The condition for two circles with centers ${{C}_{1}},{{C}_{2}}$ and radii ${{r}_{1}},{{r}_{2}}$ respectively to touch externally is ${{C}_{1}}{{C}_{2}}={{r}_{1}}+{{r}_{2}}$ .
The center of the circle ${{x}^{2}}+{{y}^{2}}-8x-8y-4=0$ is ${{C}_{2}}\left( 4,4 \right)$ and ${{r}_{2}}=\sqrt{{{g}^{2}}+{{f}^{2}}-c}=\sqrt{{{4}^{2}}+{{4}^{2}}+4}=\sqrt{36}=6$ .
Here our ${{C}_{1}}$ is $C\left( -g,-f \right)$and our ${{r}_{1}}=\sqrt{{{g}^{2}}+{{f}^{2}}-c}=\sqrt{{{g}^{2}}+{{f}^{2}}-{{g}^{2}}}=f$ .
Let us apply the condition.
Upon substituting in the given condition, we get the following :
$\begin{align}
  & \Rightarrow {{C}_{1}}{{C}_{2}}={{r}_{1}}+{{r}_{2}} \\
 & \Rightarrow \sqrt{{{\left( g+4 \right)}^{2}}+{{\left( f+4 \right)}^{2}}}=6+f \\
\end{align}$
Let us square it on both sides.
Upon doing so, we get the following :
$\begin{align}
  & \Rightarrow {{C}_{1}}{{C}_{2}}={{r}_{1}}+{{r}_{2}} \\
 & \Rightarrow \sqrt{{{\left( g+4 \right)}^{2}}+{{\left( f+4 \right)}^{2}}}=6+f \\
 & \Rightarrow {{g}^{2}}+16+8g+{{f}^{2}}+8f+16={{f}^{2}}+36+12f \\
 & \Rightarrow {{g}^{2}}+8g=4f+4 \\
\end{align}$
Now let us substitute $g,f$ with $x,y$ so as to check which conic or line or curve we get.
Upon doing so, we get the following :
$\begin{align}
  & \Rightarrow {{g}^{2}}+8g=4f+4 \\
 & \Rightarrow {{x}^{2}}+8x=4y+4 \\
\end{align}$
As we can see clearly, it is a parabola.
$\therefore $ The centers of those circles which touches the circle,${{x}^{2}}+{{y}^{2}}-8x-8y-4=0$ externally and also touch the $x$-axis, lie on a parabola.

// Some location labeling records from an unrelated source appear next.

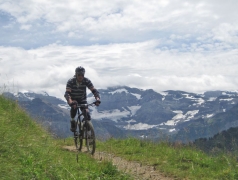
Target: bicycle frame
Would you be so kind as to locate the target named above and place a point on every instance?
(84, 129)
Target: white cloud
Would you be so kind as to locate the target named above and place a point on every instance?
(48, 68)
(162, 44)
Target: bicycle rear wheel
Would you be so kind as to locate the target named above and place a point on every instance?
(80, 138)
(90, 138)
(76, 139)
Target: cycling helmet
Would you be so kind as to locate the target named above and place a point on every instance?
(80, 70)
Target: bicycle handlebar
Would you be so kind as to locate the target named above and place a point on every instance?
(86, 105)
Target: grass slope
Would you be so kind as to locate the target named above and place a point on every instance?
(29, 152)
(177, 160)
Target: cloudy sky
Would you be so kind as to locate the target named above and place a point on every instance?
(159, 44)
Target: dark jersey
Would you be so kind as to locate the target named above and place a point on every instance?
(78, 90)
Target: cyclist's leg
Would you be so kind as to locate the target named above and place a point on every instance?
(86, 113)
(73, 114)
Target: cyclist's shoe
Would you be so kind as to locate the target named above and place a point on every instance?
(73, 126)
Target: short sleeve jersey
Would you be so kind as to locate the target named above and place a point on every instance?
(78, 90)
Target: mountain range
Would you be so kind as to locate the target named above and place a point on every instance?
(126, 111)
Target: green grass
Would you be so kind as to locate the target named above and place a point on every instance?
(27, 151)
(177, 161)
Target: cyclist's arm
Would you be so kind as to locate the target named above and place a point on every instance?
(95, 92)
(67, 95)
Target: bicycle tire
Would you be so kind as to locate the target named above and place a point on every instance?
(90, 138)
(76, 139)
(81, 132)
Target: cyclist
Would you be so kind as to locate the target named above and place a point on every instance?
(76, 93)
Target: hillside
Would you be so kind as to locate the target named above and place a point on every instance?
(225, 141)
(29, 152)
(127, 111)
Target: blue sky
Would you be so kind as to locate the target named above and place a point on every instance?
(158, 44)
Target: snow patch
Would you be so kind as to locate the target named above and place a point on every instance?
(212, 99)
(179, 117)
(229, 99)
(138, 96)
(114, 114)
(133, 109)
(64, 106)
(119, 91)
(139, 126)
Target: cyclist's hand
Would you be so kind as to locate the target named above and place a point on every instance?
(97, 102)
(73, 104)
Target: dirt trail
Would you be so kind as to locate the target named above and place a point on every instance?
(136, 169)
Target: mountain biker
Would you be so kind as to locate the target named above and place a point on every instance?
(76, 93)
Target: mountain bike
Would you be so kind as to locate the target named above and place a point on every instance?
(84, 130)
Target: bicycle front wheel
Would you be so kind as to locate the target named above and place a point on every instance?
(90, 138)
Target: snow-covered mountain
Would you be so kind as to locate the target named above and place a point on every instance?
(144, 112)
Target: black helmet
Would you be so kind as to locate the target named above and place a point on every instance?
(80, 70)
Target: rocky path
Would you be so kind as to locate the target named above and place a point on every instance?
(136, 169)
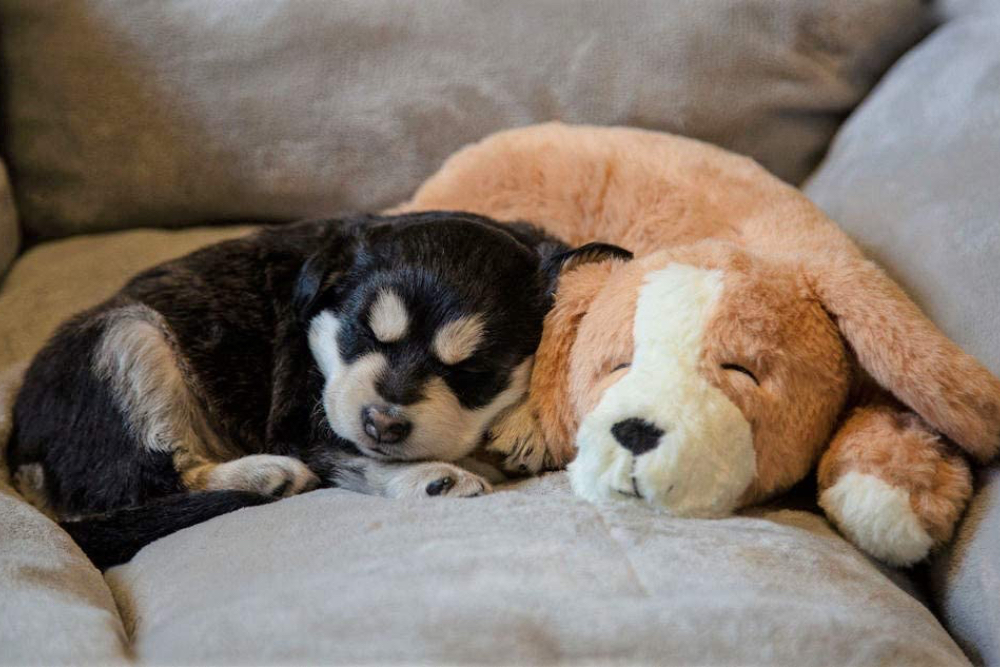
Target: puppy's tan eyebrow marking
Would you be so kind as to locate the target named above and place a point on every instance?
(457, 340)
(388, 318)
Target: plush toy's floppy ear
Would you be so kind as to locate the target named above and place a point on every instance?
(322, 268)
(905, 353)
(588, 253)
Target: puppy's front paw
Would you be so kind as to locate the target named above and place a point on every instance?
(424, 480)
(517, 436)
(266, 474)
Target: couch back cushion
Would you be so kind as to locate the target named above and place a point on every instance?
(913, 177)
(167, 112)
(10, 236)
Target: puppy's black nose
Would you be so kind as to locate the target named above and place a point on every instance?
(636, 435)
(384, 425)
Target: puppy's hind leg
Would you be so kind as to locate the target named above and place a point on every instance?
(409, 480)
(266, 474)
(153, 388)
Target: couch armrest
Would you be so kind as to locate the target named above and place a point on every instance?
(10, 233)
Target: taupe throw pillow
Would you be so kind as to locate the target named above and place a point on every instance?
(167, 112)
(913, 177)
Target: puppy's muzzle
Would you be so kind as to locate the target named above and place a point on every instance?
(384, 424)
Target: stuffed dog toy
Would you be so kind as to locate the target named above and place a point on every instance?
(747, 340)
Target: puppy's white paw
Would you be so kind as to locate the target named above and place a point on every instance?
(517, 436)
(424, 480)
(267, 474)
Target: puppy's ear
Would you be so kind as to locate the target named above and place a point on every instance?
(589, 253)
(906, 354)
(321, 271)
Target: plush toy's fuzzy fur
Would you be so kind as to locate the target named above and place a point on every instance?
(799, 308)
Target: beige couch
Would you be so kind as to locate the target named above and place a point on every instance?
(167, 113)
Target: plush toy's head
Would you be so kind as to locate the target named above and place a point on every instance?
(725, 392)
(706, 377)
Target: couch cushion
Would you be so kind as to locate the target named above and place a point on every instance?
(529, 575)
(10, 236)
(186, 111)
(913, 178)
(55, 280)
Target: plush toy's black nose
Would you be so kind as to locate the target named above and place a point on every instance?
(636, 435)
(384, 425)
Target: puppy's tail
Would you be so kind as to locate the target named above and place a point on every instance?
(114, 537)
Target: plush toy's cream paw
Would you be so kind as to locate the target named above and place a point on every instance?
(517, 437)
(878, 518)
(267, 474)
(423, 480)
(891, 485)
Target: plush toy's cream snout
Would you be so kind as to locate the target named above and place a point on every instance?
(662, 433)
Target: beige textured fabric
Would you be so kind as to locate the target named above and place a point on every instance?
(531, 575)
(53, 281)
(185, 112)
(913, 178)
(10, 235)
(966, 577)
(55, 608)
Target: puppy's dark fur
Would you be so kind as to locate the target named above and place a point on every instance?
(128, 412)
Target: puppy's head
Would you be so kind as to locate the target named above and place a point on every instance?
(423, 327)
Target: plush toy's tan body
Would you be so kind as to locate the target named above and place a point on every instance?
(760, 340)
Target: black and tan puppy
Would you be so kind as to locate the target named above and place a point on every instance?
(365, 353)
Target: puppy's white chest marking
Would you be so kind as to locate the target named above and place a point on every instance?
(703, 458)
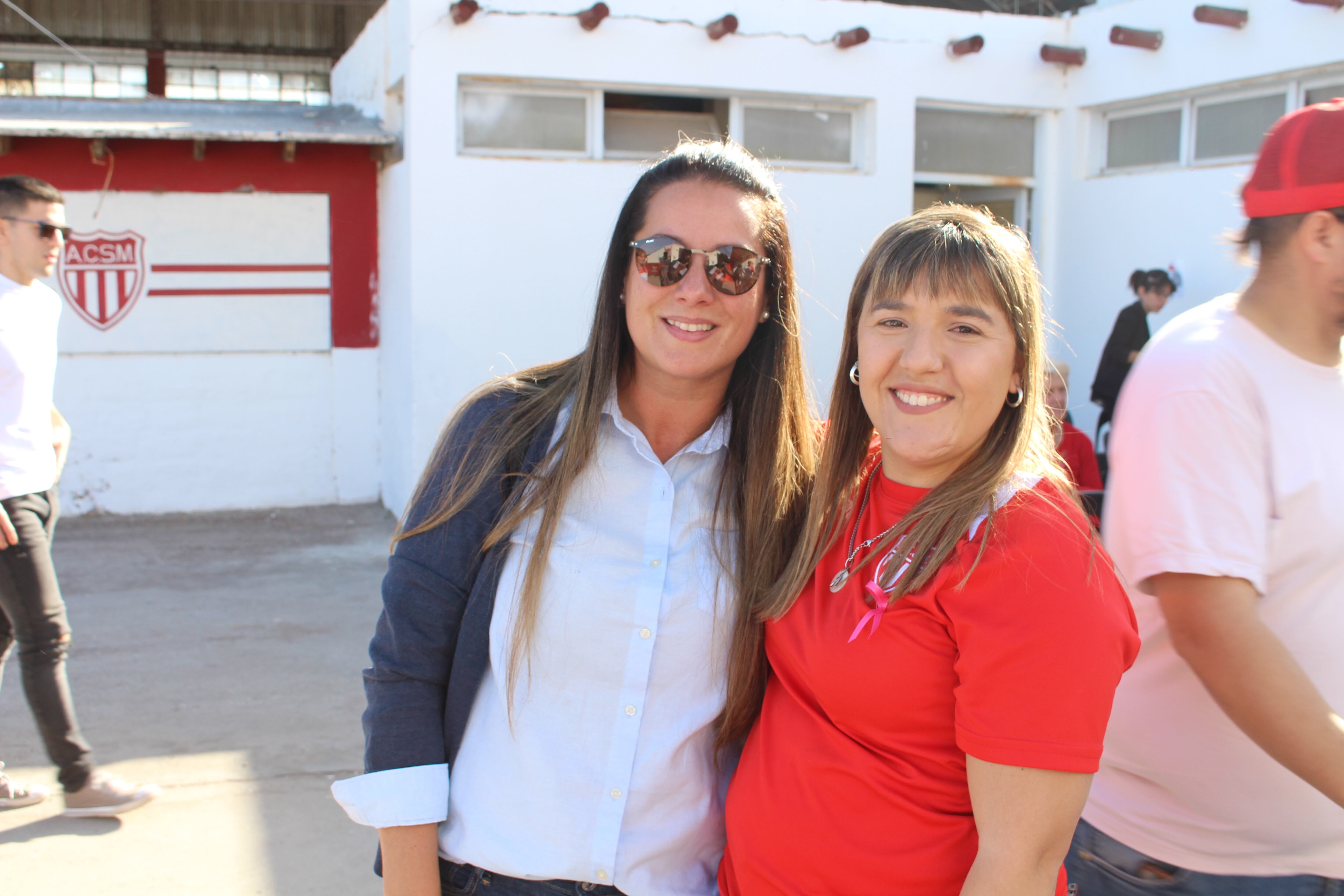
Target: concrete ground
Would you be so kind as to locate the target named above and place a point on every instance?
(217, 655)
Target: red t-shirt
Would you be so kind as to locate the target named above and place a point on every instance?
(1076, 448)
(854, 780)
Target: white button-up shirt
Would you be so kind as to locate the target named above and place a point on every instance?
(607, 773)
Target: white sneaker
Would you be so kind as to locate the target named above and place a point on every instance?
(105, 796)
(15, 794)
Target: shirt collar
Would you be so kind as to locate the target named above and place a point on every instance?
(709, 442)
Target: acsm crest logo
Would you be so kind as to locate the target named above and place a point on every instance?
(103, 274)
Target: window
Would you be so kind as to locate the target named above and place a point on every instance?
(799, 135)
(501, 120)
(1323, 95)
(77, 80)
(975, 143)
(574, 122)
(312, 89)
(1236, 127)
(1151, 139)
(642, 127)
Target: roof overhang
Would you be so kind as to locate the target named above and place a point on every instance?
(187, 120)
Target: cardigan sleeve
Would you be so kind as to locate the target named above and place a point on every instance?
(425, 592)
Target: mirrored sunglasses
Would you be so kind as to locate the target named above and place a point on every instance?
(732, 269)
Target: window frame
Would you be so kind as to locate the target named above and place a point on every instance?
(737, 130)
(858, 109)
(1287, 91)
(1183, 140)
(592, 131)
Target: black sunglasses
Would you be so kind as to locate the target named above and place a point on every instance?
(732, 269)
(45, 227)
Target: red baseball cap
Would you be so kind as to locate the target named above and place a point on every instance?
(1302, 165)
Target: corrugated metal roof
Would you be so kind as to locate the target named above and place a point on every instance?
(182, 120)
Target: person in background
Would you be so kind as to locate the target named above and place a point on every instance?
(34, 441)
(1128, 338)
(1073, 444)
(945, 644)
(557, 613)
(1224, 770)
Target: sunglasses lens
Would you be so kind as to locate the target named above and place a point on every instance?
(664, 264)
(734, 270)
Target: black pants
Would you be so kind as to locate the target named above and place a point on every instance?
(34, 617)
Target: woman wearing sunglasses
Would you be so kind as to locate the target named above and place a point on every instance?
(945, 648)
(552, 656)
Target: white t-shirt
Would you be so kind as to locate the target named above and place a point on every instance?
(1228, 460)
(29, 317)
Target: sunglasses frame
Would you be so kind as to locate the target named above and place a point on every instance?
(721, 262)
(45, 227)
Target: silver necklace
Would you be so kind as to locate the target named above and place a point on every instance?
(837, 584)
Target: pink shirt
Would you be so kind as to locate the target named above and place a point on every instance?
(1228, 460)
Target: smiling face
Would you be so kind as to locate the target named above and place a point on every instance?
(689, 334)
(1057, 395)
(935, 373)
(25, 256)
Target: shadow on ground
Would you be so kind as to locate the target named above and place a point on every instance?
(217, 655)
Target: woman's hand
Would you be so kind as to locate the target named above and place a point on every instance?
(1026, 820)
(410, 860)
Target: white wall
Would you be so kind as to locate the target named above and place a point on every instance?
(229, 399)
(451, 224)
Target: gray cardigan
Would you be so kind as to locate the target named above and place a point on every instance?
(432, 645)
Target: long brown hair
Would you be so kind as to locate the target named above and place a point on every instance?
(947, 250)
(771, 453)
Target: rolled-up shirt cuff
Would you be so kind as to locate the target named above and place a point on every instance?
(397, 797)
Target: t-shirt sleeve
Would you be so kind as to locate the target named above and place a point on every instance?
(1043, 633)
(1189, 488)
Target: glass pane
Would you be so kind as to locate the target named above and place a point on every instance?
(975, 143)
(1236, 128)
(1324, 95)
(521, 122)
(1144, 140)
(648, 134)
(798, 135)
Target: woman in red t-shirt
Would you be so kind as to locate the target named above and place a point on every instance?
(1072, 442)
(939, 670)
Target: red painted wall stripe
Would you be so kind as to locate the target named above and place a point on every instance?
(283, 291)
(234, 269)
(346, 174)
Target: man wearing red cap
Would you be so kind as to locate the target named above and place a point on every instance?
(1224, 770)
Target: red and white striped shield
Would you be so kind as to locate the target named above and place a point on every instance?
(103, 274)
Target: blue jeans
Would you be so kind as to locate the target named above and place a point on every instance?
(1103, 866)
(470, 880)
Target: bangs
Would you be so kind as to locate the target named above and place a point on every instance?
(949, 257)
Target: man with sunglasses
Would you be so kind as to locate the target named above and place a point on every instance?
(34, 440)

So the option is D.

Note: We can either complete the squares of the last equation we got to conclude that it is a parabola or if we are well versed with all the conic sections and their general equation, we can directly conclude that it is a parabola. So we should know the general equations of all the conic sections so as to complete a question quickly in the exam. We should also remember the conditions for different positions of the circles with the axes as well as with other circles.